Entrevista:O Estado inteligente

terça-feira, julho 05, 2011

Números que contam MIRIAM LEITÃO

O GLOBO - 05/07/11
Quando se quer ter uma dimensão da crise espanhola, costuma-se usar o número do desemprego: 20%. Quando se quer mostrar que o Brasil está muito bem, um dos dados exibidos é a menor taxa de desemprego da série iniciada em 2002. Em maio, ela foi de 6,4%. Naquele mesmo mês, para uma jovem de 18 a 24 anos, negra, a taxa brasileira ficou em 20%.

O mercado de trabalho brasileiro está num bom momento, sem dúvida. Há maior formalização, maior oferta de oportunidades, a renda está em alta e os empresários estão reclamando que falta gente para contratar. Mas, como tenho sempre registrado aqui, ele não é igual para todo mundo. Ainda que esteja ficando melhor para todos, as distâncias permanecem marcantes.

Veja os dois gráficos abaixo preparados com dados fornecidos pelo IBGE na Pesquisa Mensal de Emprego (PME) de maio. Um homem branco tem taxa de país com pleno emprego, 4,2%; mas uma mulher negra (preta e parda na classificação do IBGE) tem taxa pior do que os Estados Unidos, 9,5%. Se a pessoa, de qualquer cor ou sexo, for jovem, entre 18 e 24 anos, o número chega a 13,5%. Se for jovem, mulher e negra, aí é que a taxa chega a ser espanhola, 20%.
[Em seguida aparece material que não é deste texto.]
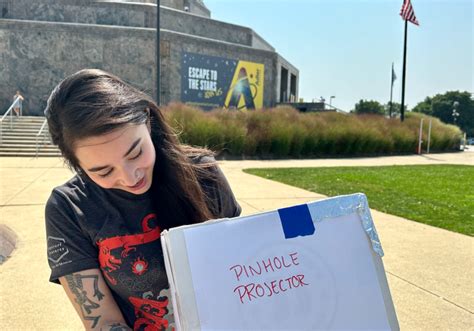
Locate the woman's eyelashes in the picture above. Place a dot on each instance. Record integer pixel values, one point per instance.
(131, 159)
(106, 174)
(138, 155)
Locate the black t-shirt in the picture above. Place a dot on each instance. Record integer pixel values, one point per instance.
(118, 232)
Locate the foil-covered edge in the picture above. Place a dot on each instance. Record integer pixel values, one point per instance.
(345, 205)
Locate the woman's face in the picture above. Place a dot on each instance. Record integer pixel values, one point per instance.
(122, 159)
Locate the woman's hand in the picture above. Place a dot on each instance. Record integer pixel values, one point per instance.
(93, 301)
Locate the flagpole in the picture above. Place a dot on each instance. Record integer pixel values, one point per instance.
(158, 57)
(402, 107)
(391, 93)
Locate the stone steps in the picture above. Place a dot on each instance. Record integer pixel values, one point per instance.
(21, 139)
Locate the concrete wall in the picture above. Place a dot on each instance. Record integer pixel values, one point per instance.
(282, 62)
(35, 56)
(130, 14)
(43, 41)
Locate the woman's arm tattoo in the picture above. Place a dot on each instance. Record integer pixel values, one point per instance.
(116, 327)
(75, 283)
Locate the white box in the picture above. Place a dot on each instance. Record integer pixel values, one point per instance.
(306, 267)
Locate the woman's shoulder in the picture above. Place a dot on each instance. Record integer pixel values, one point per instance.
(74, 190)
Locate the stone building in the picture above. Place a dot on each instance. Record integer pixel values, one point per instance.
(203, 61)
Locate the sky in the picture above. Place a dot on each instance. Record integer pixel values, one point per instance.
(345, 48)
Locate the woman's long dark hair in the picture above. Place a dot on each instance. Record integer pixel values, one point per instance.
(93, 102)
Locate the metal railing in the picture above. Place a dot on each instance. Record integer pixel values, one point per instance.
(39, 134)
(16, 104)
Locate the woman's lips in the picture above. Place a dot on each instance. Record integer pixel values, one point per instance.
(141, 183)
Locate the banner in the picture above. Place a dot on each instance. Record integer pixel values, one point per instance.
(213, 82)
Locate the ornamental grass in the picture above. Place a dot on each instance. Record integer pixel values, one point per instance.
(283, 132)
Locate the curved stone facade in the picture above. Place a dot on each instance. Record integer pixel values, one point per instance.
(43, 41)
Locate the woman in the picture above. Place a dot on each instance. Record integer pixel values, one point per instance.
(133, 179)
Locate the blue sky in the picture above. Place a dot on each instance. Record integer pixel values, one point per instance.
(345, 48)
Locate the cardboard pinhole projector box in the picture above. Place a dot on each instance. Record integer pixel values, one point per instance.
(315, 266)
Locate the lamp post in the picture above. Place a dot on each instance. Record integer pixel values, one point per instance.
(455, 114)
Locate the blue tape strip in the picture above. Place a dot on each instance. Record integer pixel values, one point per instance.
(296, 221)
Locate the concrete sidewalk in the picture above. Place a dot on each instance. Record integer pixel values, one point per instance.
(429, 270)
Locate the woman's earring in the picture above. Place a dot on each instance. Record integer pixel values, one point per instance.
(148, 119)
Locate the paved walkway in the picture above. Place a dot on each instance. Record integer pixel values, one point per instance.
(429, 270)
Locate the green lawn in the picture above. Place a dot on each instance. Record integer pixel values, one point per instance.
(438, 195)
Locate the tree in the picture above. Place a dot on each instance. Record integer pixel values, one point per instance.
(442, 106)
(369, 107)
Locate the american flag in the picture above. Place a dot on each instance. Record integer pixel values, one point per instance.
(407, 12)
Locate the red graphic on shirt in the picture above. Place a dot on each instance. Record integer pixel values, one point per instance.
(149, 314)
(139, 266)
(109, 262)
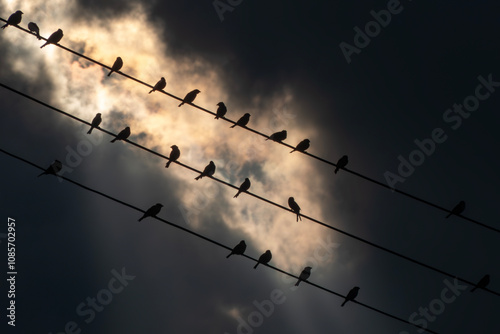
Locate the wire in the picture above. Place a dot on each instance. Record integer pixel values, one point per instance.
(407, 258)
(282, 143)
(212, 240)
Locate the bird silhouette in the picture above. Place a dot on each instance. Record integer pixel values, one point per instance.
(264, 258)
(278, 136)
(122, 135)
(54, 38)
(243, 187)
(458, 209)
(95, 122)
(14, 19)
(351, 295)
(208, 171)
(483, 282)
(243, 121)
(239, 249)
(159, 85)
(295, 207)
(341, 163)
(152, 211)
(221, 110)
(174, 155)
(302, 146)
(53, 169)
(189, 98)
(33, 27)
(304, 275)
(116, 65)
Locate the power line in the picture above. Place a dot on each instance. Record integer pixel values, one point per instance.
(213, 241)
(282, 143)
(407, 258)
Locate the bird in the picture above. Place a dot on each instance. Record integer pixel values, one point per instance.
(33, 27)
(243, 187)
(239, 249)
(189, 98)
(302, 146)
(278, 136)
(483, 282)
(116, 65)
(122, 135)
(152, 211)
(159, 85)
(264, 258)
(221, 111)
(54, 38)
(341, 163)
(351, 295)
(208, 171)
(53, 169)
(95, 122)
(174, 155)
(243, 121)
(458, 209)
(14, 19)
(295, 207)
(304, 275)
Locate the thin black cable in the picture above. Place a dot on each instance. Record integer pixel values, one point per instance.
(282, 143)
(212, 241)
(259, 197)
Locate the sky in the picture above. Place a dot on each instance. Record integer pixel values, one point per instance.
(380, 81)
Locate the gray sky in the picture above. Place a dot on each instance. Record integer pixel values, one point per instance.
(283, 63)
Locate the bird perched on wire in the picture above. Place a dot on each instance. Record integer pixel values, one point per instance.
(302, 146)
(243, 121)
(243, 187)
(189, 98)
(351, 295)
(239, 249)
(95, 122)
(458, 209)
(122, 135)
(33, 27)
(53, 169)
(159, 85)
(304, 275)
(341, 163)
(264, 258)
(295, 207)
(278, 136)
(54, 38)
(483, 282)
(152, 211)
(221, 110)
(174, 155)
(208, 171)
(14, 19)
(116, 65)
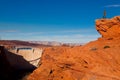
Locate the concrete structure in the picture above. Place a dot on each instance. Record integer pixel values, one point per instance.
(30, 54)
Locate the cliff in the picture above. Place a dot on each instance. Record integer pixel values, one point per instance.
(97, 60)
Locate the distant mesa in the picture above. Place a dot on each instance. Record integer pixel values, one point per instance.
(109, 27)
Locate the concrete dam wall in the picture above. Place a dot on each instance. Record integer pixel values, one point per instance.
(15, 63)
(30, 55)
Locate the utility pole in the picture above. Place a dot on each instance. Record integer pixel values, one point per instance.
(104, 14)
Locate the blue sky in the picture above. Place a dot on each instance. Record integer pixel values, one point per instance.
(54, 20)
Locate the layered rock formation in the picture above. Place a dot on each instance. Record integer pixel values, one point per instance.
(97, 60)
(109, 27)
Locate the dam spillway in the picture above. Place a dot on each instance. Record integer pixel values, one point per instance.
(29, 54)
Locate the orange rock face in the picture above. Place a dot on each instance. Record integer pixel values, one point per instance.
(97, 60)
(108, 27)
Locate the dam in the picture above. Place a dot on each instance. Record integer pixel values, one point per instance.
(31, 56)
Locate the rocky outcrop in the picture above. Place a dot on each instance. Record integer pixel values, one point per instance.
(109, 28)
(97, 60)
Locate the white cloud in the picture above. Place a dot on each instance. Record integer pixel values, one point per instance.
(115, 5)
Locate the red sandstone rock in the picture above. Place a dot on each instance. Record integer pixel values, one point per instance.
(97, 60)
(108, 27)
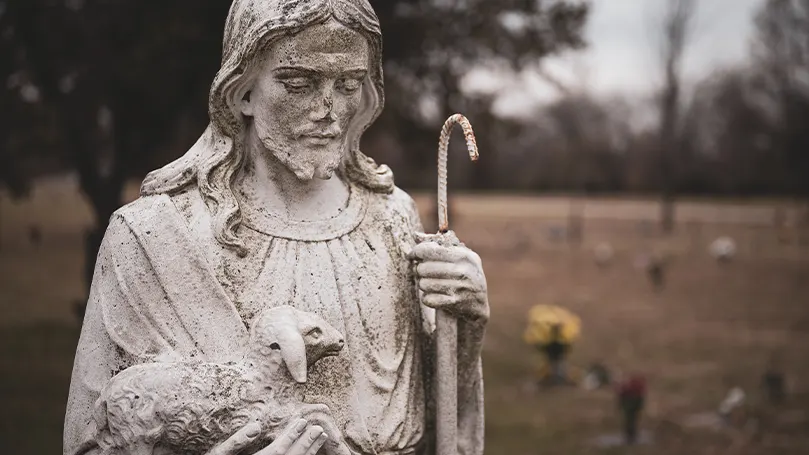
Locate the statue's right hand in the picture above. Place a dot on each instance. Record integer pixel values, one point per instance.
(298, 438)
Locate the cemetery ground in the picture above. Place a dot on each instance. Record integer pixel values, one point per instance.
(712, 327)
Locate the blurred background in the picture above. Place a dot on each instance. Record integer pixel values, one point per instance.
(644, 178)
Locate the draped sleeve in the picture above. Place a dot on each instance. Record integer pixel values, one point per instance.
(99, 356)
(144, 307)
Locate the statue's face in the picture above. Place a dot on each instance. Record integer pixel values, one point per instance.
(307, 91)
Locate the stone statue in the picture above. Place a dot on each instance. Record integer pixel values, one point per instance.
(275, 208)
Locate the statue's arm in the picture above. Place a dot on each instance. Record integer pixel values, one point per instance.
(112, 331)
(470, 371)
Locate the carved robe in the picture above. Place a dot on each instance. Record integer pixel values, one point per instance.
(164, 289)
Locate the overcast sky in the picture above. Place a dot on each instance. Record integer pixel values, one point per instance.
(621, 55)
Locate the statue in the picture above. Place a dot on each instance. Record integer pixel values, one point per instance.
(275, 209)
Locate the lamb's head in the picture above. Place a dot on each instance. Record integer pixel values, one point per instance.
(302, 338)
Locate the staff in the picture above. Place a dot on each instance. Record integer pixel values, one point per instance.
(446, 325)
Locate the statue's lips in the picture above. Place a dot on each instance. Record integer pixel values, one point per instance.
(320, 138)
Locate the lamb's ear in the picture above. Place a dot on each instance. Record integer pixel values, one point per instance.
(293, 351)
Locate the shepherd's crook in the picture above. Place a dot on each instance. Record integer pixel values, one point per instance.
(446, 325)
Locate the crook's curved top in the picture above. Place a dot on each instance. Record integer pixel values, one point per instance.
(443, 147)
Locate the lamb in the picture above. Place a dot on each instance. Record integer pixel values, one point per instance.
(188, 407)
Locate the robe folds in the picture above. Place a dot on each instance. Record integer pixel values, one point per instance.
(165, 290)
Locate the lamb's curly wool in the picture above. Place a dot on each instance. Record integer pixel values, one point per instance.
(188, 407)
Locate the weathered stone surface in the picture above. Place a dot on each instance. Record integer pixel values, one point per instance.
(275, 208)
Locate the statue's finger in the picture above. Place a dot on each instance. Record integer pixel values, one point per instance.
(305, 441)
(288, 437)
(441, 270)
(239, 441)
(438, 285)
(440, 301)
(317, 444)
(432, 251)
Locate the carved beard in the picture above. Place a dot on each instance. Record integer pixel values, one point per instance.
(306, 162)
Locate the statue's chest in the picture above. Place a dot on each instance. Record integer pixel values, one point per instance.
(361, 278)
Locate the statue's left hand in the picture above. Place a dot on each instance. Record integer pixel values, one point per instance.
(451, 276)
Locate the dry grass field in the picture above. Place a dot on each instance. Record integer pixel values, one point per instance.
(712, 327)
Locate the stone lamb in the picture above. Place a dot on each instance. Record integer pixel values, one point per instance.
(188, 407)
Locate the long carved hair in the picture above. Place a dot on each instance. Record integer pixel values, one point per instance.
(214, 161)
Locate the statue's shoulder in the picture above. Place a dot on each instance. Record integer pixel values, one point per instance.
(144, 207)
(394, 202)
(396, 206)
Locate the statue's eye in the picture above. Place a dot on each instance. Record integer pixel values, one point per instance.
(348, 86)
(296, 84)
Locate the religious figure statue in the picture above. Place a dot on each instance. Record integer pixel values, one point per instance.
(276, 213)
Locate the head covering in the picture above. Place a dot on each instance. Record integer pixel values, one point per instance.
(252, 25)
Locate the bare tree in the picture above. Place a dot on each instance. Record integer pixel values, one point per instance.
(675, 31)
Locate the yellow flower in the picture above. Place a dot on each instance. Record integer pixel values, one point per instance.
(542, 319)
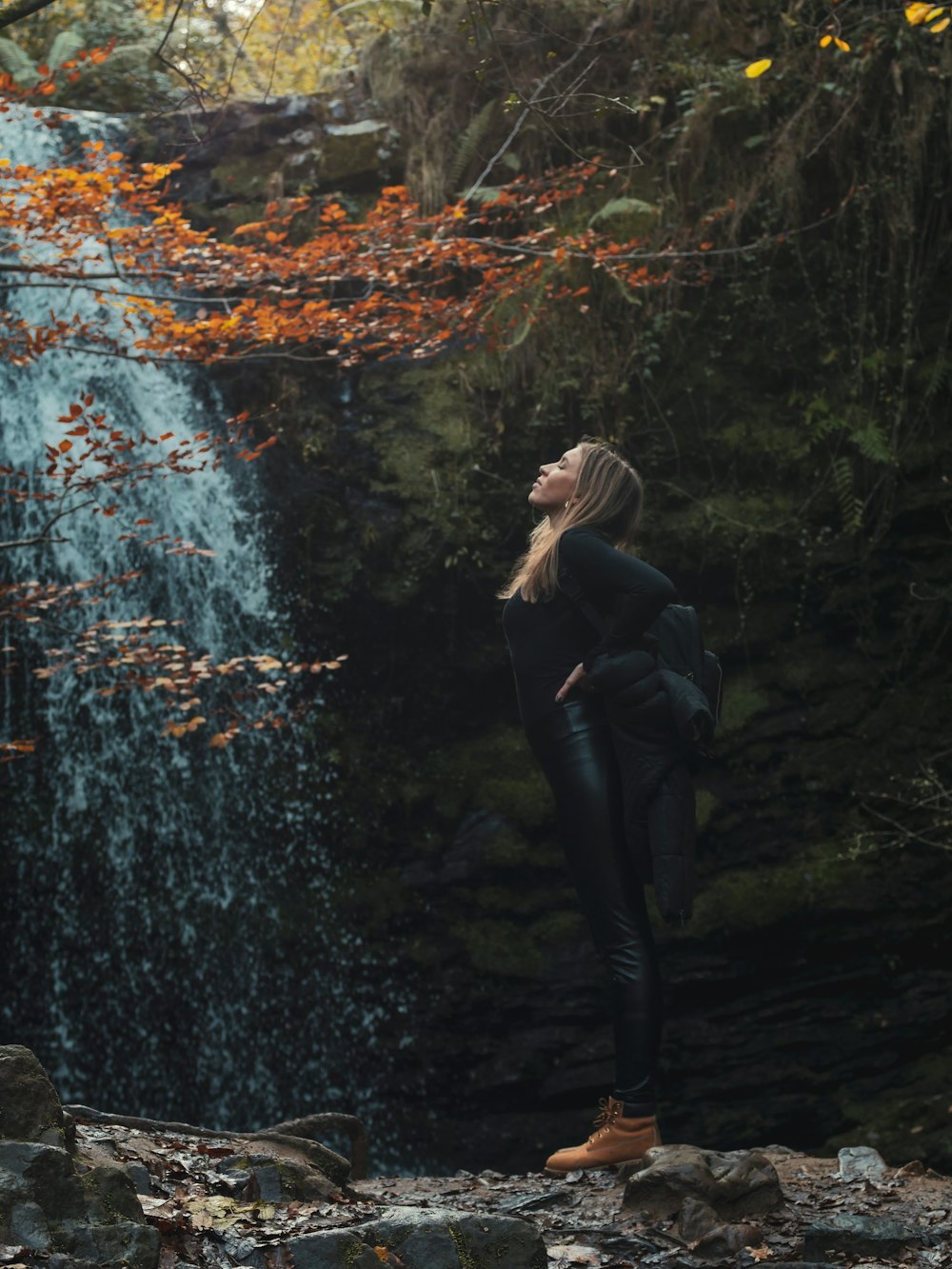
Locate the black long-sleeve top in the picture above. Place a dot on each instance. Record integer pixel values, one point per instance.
(548, 639)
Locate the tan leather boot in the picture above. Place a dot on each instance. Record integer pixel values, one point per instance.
(616, 1140)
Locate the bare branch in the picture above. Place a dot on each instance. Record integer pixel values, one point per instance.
(18, 9)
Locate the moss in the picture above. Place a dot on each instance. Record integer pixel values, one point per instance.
(743, 701)
(247, 176)
(706, 806)
(494, 770)
(752, 899)
(909, 1120)
(513, 951)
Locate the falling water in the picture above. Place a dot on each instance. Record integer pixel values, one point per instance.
(171, 941)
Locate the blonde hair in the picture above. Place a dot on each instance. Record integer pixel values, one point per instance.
(607, 498)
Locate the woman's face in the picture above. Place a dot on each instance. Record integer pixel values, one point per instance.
(555, 484)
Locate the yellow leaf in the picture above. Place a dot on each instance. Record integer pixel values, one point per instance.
(916, 12)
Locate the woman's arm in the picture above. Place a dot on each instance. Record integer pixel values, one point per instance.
(640, 591)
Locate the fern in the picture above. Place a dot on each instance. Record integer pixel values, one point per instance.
(472, 136)
(872, 443)
(851, 507)
(624, 207)
(18, 64)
Um leitor mandou e-mail considerando como possível explicação para o desemprego alto de mulheres negras e jovens o "absenteísmo causado pela licença-maternidade". Na verdade, até para os homens a taxa nesta faixa etária é alta. É alta para todos dessa idade, mas é incrivelmente elevada para jovens negras.

O mercado de trabalho brasileiro está todo cheio de coisas estranhas como mostram as taxas de desemprego por faixa de instrução. Elas são menores para quem tem pouca ou tem muita instrução; o perigo é ficar no meio. Com até um ano de estudo, a taxa é de 3,2%; até três anos, 3,3%. Com ensino universitário é de 5%. Mas com oito a dez anos de estudo é de 7,9%. Para mulher negra nesta faixa de escolaridade é de 13,2%.

Entre pessoas com baixa escolaridade, as diferenças também estão presentes. Se for homem branco, de um ano a três anos de estudo, o desemprego é 1,9%; se for mulher branca, é 5,5%; se for mulher negra, é 6,7%. Se tiver de oito a dez anos de escolaridade, os homens brancos têm 5,8% de desemprego; as mulheres brancas, 9%; as mulheres negras (pretas e pardas), 11,1%.

O mercado de trabalho prefere homens brancos e que já tenham concluído o período de treinamento. Quem não concluiu o ensino médio, quem está procurando o primeiro emprego, mulheres, principalmente as negras, amargam número de país em crise, mesmo no nosso melhor momento.

Alguns números não querem dizer o que parecem, precisam ser explicados; mas os da taxa desagregada de desemprego querem dizer exatamente o que dizem: o mercado de trabalho no Brasil, mesmo num momento em que tantos empresários se queixam de falta de gente, se dá ao luxo de preferir e preterir. O mercado prefere homens brancos, deixa em segundo plano mulheres, tenta evitar os muito jovens e cria ainda mais barreiras para mulheres negras. Pode-se explicar o fenômeno com qualquer contorcionismo, mas seria preferível ver o que os números contam. Eles contam que o mercado de trabalho no Brasil discrimina. E este seria o melhor momento para superar essas barreiras, afinal, as empresas se queixam de "apagão de mão de obra". É a melhor hora para a inclusão.